O Rio de Janeiro está decadente desde os anos 1990, mas a chamada opinião pública levou anos para admitir isso. "Capital" dos "tribunais de Internet", dos blogues ofensivos, das milícias, das máfias do jogo-do-bicho e do narcotráfico, reduto de jovens reacionários que ofendem quem discorda deles, a ex-Cidade Maravilhosa parece ter esperado três décadas para despejar sua dose de vômito acumulada desde o ressentimento sofrido em 1960, por ter deixado de ser capital do Brasil.
Nem o "consolo" da (con)fusão dos Estados do Rio de Janeiro e Guanabara, imposta pela ditadura militar em 1975, rebaixando a vizinha Niterói, antigo Eldorado do povo fluminense, em um balneário com jeito de roça - com direito a dois bairros vizinhos, Rio do Ouro e Várzea das Moças, que não possuem via de ligação direta entre si - , fez acalmar os ressentidos cariocas, que hoje se tornaram retrógrados e agressivos, compartilhando esse triste exemplo para o pessoal do resto do atual Grande Rio.
Giovanna Gold, atriz e modelo que foi um ícone dos anos 1980, deu uma amostra dessa situação decadente quando, após o luto da perda de um colega e amigo, o ator Roberto Frota, que contracenou com ela na novela Chiquititas, ela decidiu caminhar pela orla de Copacabana, na Zona Sul carioca, horas antes de ir ao crematório.
No caminho, ela foi xingada por um transeunte que não aceitava ver uma pessoa tocando a vida para a frente, mesmo numa situação de dor.
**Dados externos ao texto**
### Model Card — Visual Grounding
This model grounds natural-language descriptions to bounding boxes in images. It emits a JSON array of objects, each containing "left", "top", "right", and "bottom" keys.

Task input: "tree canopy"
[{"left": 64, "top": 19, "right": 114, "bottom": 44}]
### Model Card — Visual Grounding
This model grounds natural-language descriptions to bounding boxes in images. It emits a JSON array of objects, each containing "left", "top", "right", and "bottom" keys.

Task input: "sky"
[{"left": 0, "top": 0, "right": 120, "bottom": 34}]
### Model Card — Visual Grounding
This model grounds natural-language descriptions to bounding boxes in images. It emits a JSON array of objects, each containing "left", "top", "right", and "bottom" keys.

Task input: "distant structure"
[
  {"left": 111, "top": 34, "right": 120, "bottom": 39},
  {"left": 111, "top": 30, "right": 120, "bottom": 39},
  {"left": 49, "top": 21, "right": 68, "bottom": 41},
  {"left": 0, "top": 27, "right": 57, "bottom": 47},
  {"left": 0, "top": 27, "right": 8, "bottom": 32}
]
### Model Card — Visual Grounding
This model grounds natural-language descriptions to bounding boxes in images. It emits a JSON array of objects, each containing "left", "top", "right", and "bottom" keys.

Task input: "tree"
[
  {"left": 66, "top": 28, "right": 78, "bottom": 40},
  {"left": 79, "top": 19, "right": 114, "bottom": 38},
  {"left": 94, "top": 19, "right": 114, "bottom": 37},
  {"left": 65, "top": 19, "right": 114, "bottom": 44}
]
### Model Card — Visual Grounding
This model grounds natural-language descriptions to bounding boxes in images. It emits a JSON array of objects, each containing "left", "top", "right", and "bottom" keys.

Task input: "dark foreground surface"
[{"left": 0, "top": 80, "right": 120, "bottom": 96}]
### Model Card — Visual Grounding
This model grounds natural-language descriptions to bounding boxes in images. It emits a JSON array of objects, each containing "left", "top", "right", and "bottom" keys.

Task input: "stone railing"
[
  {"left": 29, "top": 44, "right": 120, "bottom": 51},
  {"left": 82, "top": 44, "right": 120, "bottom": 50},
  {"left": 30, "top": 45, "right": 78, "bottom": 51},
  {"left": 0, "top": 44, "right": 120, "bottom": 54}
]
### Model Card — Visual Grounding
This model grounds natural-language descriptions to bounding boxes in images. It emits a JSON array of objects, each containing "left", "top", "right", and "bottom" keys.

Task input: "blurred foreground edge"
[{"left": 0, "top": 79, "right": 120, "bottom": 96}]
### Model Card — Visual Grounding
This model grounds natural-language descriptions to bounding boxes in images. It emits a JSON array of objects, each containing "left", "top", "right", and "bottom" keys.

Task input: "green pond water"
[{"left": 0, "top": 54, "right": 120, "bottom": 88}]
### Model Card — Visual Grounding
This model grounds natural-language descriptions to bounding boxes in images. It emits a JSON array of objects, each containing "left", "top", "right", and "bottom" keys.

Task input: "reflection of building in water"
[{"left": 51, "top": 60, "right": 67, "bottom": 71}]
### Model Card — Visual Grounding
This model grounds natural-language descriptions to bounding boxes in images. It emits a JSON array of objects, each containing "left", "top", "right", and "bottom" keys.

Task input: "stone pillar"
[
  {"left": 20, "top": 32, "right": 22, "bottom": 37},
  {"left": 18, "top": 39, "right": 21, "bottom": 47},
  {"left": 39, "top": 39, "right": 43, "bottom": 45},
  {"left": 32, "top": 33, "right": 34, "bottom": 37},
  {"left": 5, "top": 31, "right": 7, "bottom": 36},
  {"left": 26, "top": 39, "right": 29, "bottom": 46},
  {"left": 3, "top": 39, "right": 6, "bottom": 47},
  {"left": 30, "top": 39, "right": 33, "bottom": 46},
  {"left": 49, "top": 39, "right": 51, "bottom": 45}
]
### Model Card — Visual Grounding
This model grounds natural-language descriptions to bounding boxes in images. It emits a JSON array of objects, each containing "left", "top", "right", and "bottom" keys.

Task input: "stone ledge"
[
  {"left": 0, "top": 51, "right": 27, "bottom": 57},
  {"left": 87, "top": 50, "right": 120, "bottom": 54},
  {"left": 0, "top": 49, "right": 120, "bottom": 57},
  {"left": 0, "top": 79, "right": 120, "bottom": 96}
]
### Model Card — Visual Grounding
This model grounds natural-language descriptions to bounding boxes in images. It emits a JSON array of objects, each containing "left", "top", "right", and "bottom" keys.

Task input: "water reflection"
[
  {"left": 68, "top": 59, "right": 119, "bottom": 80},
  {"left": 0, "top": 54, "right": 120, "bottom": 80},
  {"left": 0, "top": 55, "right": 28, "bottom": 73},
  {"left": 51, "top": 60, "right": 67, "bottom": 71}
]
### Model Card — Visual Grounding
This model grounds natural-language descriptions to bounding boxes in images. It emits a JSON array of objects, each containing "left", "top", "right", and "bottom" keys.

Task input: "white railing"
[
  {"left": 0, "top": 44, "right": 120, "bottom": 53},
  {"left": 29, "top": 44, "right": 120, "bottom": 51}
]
Na sua visão estreita, o transeunte, desses que seguem o chamado "pragmatismo carioca" - a ilusão de que, piorando a curto prazo, se tornará melhor a longo prazo - , achava que Giovanna deveria ficar trancada em casa na situação do luto.
Giovanna, que não descarta deixar o Rio de Janeiro onde mora, fez o seguinte desabafo na postagem em que lamenta a morte de Roberto Frota:
"Ele (o transeunte) fez isso porque sou mulher, sou bonita, sou idosa e sou livre. Eu não suporto mais esse Rio de Janeiro agressivo do jeito que está. Recebi ofensas na Praia de Copacabana. Ele me xingou por que sou artista. Estou cansada de agressões. Estou cansada dessas coisas. O que está acontecendo com a humanidade? Quero ficar em silêncio. Não quero conviver com gente medíocre, burra. A morte do Frota é o fim. Fim de uma etapa feliz da minha vida em que trabalhei com anjos".
Com essa decadência, o Rio de Janeiro já está perdendo o status de capital cultural e lúdica do Brasil para São Paulo. A ex-Cidade Maravilhosa está se isolando do país, a exemplo do que também ocorre em Salvador, a "cidade dos homens" que está pagando caro pelo êxodo rural ignorado pelos recenseadores.
E é irônico que as duas antigas capitais do Brasil, Salvador e Rio de Janeiro, estejam hoje vivendo, cada uma ao seu modo, uma decadência em trágicas dimensões, o que mostra que nosso país não está bem, e que não adianta se refugiar no otimismo tóxico das redes sociais. A realidade cruel sempre aparece mesmo quando tem gente fazendo cara feia para o senso crítico. Foi, aliás, essa intolerância à visão alheia que está acabando com o Rio de Janeiro.